Gremlin load data format-CodePudding

I am having difficulty understanding the Gremlin data load format (for use with Amazon Neptune).

Say I have a CSV with the following columns:

date_order_created
customer_no
order_no
zip_code
item_id
item_short_description

The requirements for the Gremlin load format are that the data is in an edge file and a vertex file.
The edge file must have the following columns: id, label, from and to.
The vertex file must have: id and label columns.

I have been referring to this page for guidance: https://docs.aws.amazon.com/neptune/latest/userguide/bulk-load-tutorial-format-gremlin.html
It states that in the edge file, the from column must equate to "the vertex ID of the from vertex."
And that (in the edge file) the to column must equate to "the vertex ID of the to vertex."

My questions:

Which columns need to be renamed to id, label, from and to?
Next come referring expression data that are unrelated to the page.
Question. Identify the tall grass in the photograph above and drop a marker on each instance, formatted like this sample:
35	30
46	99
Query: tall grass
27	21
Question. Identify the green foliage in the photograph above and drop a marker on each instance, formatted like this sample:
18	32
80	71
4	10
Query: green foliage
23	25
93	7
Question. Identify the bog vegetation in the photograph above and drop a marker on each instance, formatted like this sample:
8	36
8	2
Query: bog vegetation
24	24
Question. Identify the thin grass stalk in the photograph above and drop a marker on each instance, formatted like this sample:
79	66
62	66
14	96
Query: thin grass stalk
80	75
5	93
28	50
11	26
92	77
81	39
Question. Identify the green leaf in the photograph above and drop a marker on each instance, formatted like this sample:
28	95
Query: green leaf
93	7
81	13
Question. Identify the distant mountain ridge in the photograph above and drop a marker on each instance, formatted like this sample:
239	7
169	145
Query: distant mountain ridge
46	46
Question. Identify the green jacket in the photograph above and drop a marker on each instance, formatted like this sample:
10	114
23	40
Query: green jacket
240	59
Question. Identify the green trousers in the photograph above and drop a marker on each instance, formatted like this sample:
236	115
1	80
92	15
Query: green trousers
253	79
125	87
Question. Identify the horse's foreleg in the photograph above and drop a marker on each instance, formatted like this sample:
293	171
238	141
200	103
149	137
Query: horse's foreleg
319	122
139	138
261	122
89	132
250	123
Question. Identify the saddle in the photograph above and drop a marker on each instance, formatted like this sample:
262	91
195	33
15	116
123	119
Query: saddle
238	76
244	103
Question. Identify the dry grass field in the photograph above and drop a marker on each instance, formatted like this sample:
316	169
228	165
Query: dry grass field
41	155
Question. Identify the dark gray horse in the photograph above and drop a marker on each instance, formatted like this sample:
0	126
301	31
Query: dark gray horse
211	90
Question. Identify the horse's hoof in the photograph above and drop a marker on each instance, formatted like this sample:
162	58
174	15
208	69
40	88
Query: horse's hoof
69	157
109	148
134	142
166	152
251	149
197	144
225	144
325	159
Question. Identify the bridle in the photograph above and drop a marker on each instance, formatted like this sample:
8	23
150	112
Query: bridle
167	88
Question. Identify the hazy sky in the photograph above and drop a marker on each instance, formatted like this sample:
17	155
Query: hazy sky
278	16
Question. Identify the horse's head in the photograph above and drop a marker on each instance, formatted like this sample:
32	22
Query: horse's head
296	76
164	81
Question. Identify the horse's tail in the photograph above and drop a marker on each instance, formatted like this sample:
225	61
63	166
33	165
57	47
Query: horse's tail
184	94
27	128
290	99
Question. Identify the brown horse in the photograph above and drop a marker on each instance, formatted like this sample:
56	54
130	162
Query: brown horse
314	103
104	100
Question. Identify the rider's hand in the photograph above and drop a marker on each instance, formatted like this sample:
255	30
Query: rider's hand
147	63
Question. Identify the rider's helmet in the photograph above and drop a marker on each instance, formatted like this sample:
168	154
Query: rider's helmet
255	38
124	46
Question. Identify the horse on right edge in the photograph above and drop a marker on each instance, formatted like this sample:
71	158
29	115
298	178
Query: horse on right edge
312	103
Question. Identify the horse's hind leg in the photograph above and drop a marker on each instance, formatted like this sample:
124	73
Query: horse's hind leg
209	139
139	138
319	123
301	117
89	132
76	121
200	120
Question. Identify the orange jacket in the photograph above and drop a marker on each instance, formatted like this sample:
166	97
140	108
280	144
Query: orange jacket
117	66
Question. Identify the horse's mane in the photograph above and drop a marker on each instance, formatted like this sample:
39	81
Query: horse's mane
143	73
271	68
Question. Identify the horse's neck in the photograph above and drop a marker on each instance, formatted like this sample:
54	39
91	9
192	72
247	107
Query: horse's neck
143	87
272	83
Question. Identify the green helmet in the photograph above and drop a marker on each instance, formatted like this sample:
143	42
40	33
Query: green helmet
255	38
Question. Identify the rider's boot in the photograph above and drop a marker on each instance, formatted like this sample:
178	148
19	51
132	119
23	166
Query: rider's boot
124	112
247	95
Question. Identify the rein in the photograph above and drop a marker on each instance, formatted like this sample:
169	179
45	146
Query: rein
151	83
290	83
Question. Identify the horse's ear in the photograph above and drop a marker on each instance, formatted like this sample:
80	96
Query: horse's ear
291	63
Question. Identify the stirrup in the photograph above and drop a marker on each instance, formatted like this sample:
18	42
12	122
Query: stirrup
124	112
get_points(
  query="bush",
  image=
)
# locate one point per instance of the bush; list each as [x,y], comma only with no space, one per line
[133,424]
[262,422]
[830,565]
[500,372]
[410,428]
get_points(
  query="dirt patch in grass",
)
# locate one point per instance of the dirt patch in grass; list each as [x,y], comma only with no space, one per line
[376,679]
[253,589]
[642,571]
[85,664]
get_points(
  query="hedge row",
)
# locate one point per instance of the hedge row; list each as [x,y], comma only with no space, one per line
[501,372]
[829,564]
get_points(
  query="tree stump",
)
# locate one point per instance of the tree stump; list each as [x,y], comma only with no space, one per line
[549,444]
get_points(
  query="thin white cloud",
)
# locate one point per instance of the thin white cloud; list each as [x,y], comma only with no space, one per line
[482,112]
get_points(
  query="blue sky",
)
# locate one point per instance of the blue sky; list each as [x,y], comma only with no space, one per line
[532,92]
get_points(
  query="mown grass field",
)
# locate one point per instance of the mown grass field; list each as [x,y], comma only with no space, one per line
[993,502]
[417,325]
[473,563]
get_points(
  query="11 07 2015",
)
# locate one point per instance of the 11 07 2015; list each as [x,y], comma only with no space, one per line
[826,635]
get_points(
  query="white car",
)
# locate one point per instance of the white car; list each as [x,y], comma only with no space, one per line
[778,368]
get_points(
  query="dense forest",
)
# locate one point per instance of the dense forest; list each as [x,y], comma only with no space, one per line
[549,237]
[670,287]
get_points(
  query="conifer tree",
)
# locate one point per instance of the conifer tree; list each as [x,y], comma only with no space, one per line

Or, should I add new columns?
Do I only need one vertex file or multiple?

CodePudding user response：

You can have one or more of each CSV file (nodes, edges) but it is recommended to use fewer large files rather than many smaller ones. This allows the bulk loader to split the file up and load it in a parallel fashion.

As to the column headers, let's say you had a node (vertex) file of the form:

~id,~label,name,breed,age:Int
dog-1,Dog,Toby,Retriever,11
dog-2,Dog,Scamp,Spaniel,12

The edge file (for dogs that are friends), might look like this

~id,~label,~from,~to
e-1,FRIENDS_WITH,dog-1,dog2

In Amazon Neptune, so long as they are unique, any user provided string can be used as a node or edge ID. So in your example, if customer_no is guaranteed to be unique, rather than store it as a property called customer_no you could instead make it the ~id. This can help later with efficient lookups. You can think of the ID as being a bit like a Primary Key in a relational database.

So in summary, you need to always provide the required fields like ~id and ~label. They are accessed differently using Gremlin steps such as hasLabel and hasId once the data is loaded. Columns with names from your domain like order_no will become properties on the node or edge they are defined with, and will be accessed using Gremlin steps such as has('order_no', 'ABC-123')